Don’t forget to spend a morning at one of Lyon’s outdoor markets, where locals do their weekly shopping. There you’ll find regional produce at more affordable prices than the supermarket or Les Halles. Outdoor markets can be found nearly every day of the week in all of the city’s nine arrondissements (see the full list here). For visitors, the Marche Quai Saint-Antoine on the east bank of the Saone river offers picturesque views of Lyon’s cathedral-on-a-hill (the Basilica de Fourvière) and Lyon’s miniature ‘Eiffel Tower’. Remember to go early, though, because Lyon’s markets open around 6am and close around 1pm.

View of the Basilica de Fourvière from Quai Saint Antoine ©Souris des Villes
View of the Basilica de Fourvière from Quai Saint Antoine
 ©Souris des Villes

Eat out at a Bouchon

To sample the classics of real home French cooking, a bouchon is the place to be.
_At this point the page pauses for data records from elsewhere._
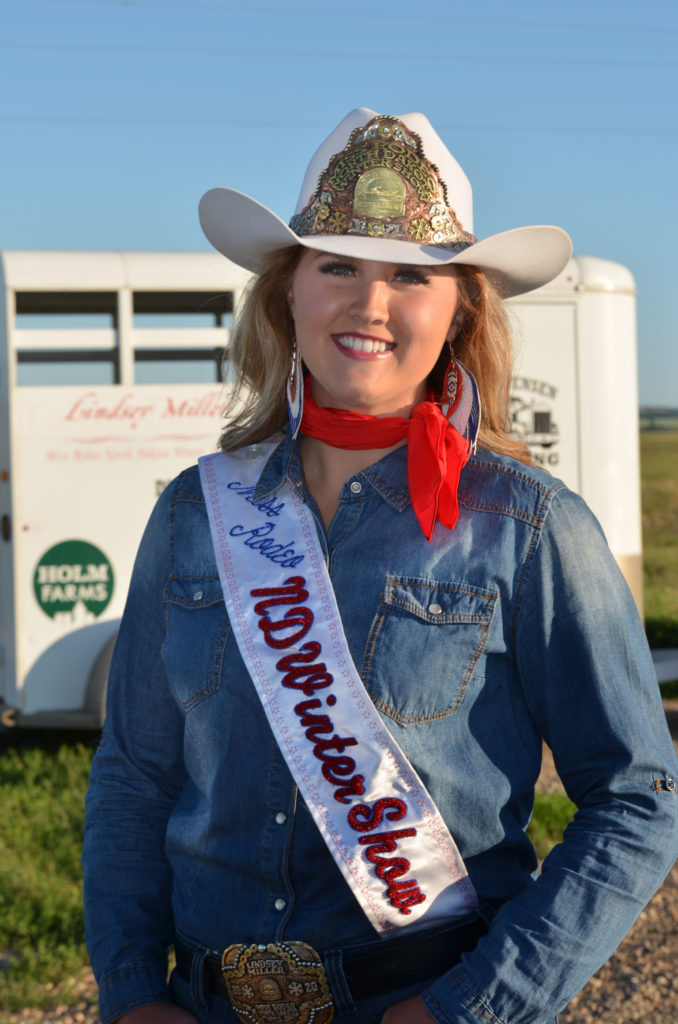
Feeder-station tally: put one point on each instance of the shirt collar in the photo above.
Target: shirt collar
(388, 476)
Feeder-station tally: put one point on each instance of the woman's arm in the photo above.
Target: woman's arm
(137, 775)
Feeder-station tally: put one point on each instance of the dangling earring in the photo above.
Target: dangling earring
(451, 378)
(295, 391)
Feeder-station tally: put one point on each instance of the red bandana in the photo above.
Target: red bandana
(436, 451)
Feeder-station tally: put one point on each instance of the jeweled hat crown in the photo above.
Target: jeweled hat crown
(382, 184)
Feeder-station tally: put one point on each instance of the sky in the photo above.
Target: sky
(118, 115)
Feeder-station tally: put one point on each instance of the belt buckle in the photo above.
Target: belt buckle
(278, 983)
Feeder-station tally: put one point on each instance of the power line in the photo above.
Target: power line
(318, 12)
(260, 125)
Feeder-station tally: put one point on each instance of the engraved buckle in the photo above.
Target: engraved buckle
(279, 983)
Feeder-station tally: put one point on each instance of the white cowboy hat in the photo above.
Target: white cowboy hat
(385, 188)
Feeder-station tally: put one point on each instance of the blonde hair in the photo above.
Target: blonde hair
(261, 350)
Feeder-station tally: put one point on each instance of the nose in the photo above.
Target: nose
(370, 303)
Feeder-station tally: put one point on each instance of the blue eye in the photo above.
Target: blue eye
(412, 275)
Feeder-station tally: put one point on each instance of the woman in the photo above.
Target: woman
(318, 794)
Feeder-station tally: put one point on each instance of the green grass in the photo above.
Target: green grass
(659, 455)
(41, 816)
(552, 812)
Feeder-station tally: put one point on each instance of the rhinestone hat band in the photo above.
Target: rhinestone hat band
(382, 185)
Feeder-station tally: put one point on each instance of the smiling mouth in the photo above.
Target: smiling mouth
(362, 344)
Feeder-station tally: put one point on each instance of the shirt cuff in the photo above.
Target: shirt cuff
(134, 985)
(452, 1000)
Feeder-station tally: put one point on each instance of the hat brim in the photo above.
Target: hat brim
(247, 232)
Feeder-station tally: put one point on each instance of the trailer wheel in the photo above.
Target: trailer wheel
(97, 683)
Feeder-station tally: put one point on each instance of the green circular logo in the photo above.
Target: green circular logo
(74, 579)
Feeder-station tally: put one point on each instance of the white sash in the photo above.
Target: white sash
(373, 811)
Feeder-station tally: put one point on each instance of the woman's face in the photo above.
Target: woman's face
(370, 333)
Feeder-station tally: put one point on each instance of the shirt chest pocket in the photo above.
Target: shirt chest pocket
(198, 629)
(423, 647)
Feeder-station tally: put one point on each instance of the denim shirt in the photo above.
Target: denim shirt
(513, 628)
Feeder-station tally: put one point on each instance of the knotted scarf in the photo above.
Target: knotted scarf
(437, 449)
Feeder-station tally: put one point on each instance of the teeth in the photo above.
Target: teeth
(363, 344)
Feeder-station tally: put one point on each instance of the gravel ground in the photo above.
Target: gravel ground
(638, 985)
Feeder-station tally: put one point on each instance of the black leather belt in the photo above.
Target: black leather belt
(375, 967)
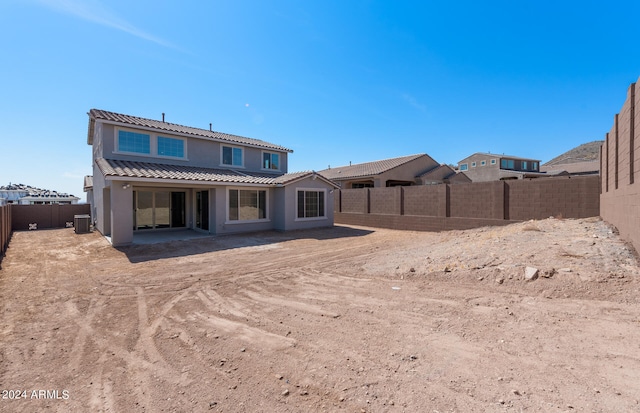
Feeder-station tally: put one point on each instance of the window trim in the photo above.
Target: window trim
(279, 168)
(232, 148)
(184, 147)
(153, 144)
(247, 221)
(116, 146)
(325, 201)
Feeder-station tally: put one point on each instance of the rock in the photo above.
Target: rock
(530, 273)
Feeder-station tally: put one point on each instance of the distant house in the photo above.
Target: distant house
(442, 174)
(28, 195)
(481, 167)
(417, 169)
(582, 160)
(151, 175)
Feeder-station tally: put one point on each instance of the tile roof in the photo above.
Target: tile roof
(368, 168)
(175, 128)
(497, 155)
(149, 170)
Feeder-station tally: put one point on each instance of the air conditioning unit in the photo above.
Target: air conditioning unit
(82, 224)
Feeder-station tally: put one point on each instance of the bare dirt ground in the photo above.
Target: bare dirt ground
(344, 319)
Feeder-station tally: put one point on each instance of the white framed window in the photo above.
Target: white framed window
(232, 156)
(246, 205)
(271, 160)
(145, 144)
(311, 203)
(133, 142)
(171, 147)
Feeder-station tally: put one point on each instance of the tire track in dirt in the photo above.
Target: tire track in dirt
(85, 330)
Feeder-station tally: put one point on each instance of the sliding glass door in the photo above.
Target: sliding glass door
(158, 209)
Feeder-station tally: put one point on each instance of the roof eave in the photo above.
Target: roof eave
(272, 147)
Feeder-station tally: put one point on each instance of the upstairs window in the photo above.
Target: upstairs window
(507, 164)
(270, 160)
(134, 142)
(232, 156)
(170, 147)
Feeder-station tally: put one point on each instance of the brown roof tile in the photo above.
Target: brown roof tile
(368, 168)
(172, 127)
(149, 170)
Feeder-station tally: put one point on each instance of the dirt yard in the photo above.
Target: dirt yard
(345, 319)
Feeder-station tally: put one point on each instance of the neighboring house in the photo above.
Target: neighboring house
(582, 160)
(443, 174)
(28, 195)
(481, 167)
(151, 175)
(403, 171)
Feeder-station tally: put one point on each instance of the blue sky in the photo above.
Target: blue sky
(336, 81)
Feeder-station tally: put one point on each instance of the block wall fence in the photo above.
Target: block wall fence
(5, 229)
(620, 171)
(46, 216)
(471, 205)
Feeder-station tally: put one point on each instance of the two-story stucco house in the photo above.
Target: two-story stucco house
(151, 175)
(481, 167)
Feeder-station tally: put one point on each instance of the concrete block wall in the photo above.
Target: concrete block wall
(463, 206)
(5, 229)
(620, 170)
(46, 216)
(354, 201)
(561, 197)
(426, 200)
(385, 200)
(477, 200)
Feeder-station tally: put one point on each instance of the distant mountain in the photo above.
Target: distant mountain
(587, 152)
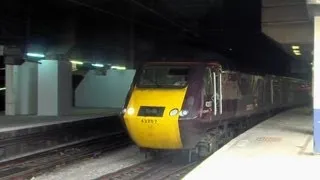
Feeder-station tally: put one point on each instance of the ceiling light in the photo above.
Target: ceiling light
(76, 62)
(118, 67)
(98, 65)
(295, 47)
(36, 55)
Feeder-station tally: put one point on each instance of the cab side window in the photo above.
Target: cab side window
(208, 83)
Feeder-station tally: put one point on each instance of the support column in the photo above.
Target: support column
(21, 89)
(54, 88)
(316, 85)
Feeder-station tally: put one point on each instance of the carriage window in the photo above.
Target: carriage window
(164, 77)
(208, 82)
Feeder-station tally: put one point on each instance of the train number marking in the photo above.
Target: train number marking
(149, 121)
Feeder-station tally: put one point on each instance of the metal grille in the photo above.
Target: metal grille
(151, 111)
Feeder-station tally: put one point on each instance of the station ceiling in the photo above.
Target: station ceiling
(224, 24)
(288, 22)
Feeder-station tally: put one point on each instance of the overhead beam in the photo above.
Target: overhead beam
(300, 32)
(279, 14)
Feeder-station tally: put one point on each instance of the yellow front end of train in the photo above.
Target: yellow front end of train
(158, 131)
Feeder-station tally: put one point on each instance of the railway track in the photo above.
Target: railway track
(170, 167)
(29, 166)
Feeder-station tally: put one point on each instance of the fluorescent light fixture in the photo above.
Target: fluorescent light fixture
(295, 47)
(76, 62)
(98, 65)
(36, 55)
(118, 67)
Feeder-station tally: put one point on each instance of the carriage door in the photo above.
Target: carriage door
(217, 92)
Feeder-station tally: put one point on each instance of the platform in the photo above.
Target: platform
(24, 135)
(12, 123)
(278, 148)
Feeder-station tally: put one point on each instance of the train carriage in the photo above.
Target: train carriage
(181, 105)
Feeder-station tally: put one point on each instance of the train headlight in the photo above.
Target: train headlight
(184, 113)
(130, 111)
(174, 112)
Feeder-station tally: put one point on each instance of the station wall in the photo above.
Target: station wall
(104, 91)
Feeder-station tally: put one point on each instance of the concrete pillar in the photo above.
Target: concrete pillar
(316, 85)
(21, 89)
(54, 88)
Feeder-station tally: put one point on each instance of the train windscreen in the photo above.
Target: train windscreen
(164, 77)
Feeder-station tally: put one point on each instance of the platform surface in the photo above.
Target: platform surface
(10, 123)
(278, 148)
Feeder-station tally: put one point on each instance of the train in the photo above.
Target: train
(188, 105)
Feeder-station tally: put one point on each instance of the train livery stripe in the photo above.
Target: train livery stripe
(155, 132)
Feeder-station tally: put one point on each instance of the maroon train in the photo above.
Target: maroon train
(199, 105)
Originally small inns visited by silk workers in the 17th and 18th century, bouchons offer uninhibited conviviality and heavy, meat-centric dishes like tripe soup, quenelles (fish dumplings), and andouillette (pork offal sausage). Today, 24 of these restaurants have been prestigiously deemed “authentic” by Les Bouchons Lyonnais.

For a traditional Lyonnais feast, head to Daniel et Denise (165 Rue de Crequi & 36 Rue Tramassac), where award-winning chef Joseph Viola serves up traditional dishes like calf’s liver and floating islands. Both locations have earned Michelin’s “Bib Gourmand 2015”, for their high quality-to-price ratio.

Bouchon des filles (c) Michelin
Bouchon des filles (c) Michelin

For traditional dishes with a creative spin, check out the charming Bouchon des Filles (20 Rue Sergent Blandan). Run by a crew of young women, this contemporary ode to the mères of Lyon serves up a lighter version of typical Bouchon fare. Make sure to try their quenelles, a fluffy pike dumpling splashed with Nantua sauce, and finish with the irresistible Lyonnais praline pie.

Treat yourself to haute cuisine

If you’re in the mood to splurge, don’t miss legendary La Mère Brazier (12 Rue Royale), the only Michelin-two-starred restaurant in central Lyon. Established in 1921, this institution is now run by chef Mathieu Viannay, the darling of French food critics. Go for the classic Mère Brazier creations, like Bresse chicken poached with truffle.

Other esteemed restaurants include L’Auberge du Pont de Collonges (four kilometers north of Lyon), Tetedoie, and Au 14 Février.